En Pedernales, la gente esperaba el  mondongo de Alcides. La demanda siempre fue más alta que los dos calderos gigantes hasta el tope del alimento. Se acababa temprano en el día. Confiaba en la calidad igual que los productos que compraba en el mercado municipal. No había que recorrer las calles con el becerro como si fuese una procesión; ni colocar la cabeza del chivo o del cerdo en un lugar visible del sitio de venta para generar confianza en el consumidor. Bastaba con los nombres de los carniceros y los vendedores. Tenían fe pública. No había aprensión.

PILARES EN EL OLVIDO

El local donde opera el mercado data de finales de la década del 50 del siglo XX, con seis góndolas para víveres y vegetales, y dos casetas para carnicería, en la Genaro Pérez Rocha con Gastón Fernando Deligne. Pedernales apenas nacía como provincia.

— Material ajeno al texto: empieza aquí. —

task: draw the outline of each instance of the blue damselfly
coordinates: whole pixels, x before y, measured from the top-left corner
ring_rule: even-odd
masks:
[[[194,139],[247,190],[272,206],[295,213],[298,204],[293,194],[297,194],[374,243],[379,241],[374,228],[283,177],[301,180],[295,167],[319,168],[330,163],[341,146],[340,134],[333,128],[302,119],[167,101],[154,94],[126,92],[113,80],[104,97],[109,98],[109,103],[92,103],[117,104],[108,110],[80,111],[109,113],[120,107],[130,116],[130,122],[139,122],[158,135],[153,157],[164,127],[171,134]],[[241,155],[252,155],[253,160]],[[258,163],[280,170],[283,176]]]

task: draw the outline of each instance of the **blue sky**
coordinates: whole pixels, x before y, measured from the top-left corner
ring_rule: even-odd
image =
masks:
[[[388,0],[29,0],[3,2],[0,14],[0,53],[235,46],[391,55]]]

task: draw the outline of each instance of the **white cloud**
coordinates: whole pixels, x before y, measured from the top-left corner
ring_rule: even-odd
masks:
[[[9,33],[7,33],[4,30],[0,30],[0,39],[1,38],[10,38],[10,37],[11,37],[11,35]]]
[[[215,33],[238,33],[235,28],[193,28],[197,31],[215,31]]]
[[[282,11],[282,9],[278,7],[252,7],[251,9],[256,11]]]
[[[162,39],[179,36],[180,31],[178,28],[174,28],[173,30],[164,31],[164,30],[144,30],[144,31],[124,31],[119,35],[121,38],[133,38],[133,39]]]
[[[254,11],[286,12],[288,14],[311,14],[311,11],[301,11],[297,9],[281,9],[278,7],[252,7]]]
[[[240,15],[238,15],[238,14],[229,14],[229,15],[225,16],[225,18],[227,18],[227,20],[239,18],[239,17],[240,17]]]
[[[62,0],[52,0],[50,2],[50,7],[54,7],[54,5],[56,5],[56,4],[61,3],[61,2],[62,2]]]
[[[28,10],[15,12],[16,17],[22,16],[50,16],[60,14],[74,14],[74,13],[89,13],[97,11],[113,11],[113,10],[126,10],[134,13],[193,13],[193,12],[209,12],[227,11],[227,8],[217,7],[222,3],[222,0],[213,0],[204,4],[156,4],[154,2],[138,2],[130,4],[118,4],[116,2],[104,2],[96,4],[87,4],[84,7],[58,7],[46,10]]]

Esa infraestructura ha sufrido intervenciones en su estructura. Para mal. Su rostro actual es fiel representación del caos en el planeamiento urbano y la falta de saneamiento. Es una fuente activa de contaminación alimentaria.

En ese lugar trabajaron, durante décadas, doñas que le dieron vida y lustre. Paula, taciturna, tierna. Rosaura, más extrovertida. Rosa Capitán, recia, con humor. Y Linda “Marsí”, con temperamento impredecible.

En su casa de la 27 de Febrero, Linda cargaba cada mañana la carretilla con productos que su pareja compraba en Barahona. Arrancaba con ella hacia el mercado, a unos 200 metros, con sus brazos de boxeador extendidos, sin descanso. Y al llegar a su punto de venta, casi a la puerta frontal de la plaza, faenaba hasta cerca del mediodía. Sin barajar. A ella, le comprabas o no le comprabas. Cualquier regateo absurdo, respondía sin reparo: “Pues, no lo compres”.    

Las doñas del mercado tenían temperamentos diferentes, pero en común, su perserverancia en la labor diaria de mercaderes y madres de familias que criaron a puro pulso, sin nunca arrastrar su dignidad.

Han muerto, y solo queda la nostalgia por un mercado pequeño y sin lujos, pero que nunca fue apestoso ni exhibió con orgullo en su explanada frontal un “mercado de pulgas” caótico que lo contaminara más de la cuenta.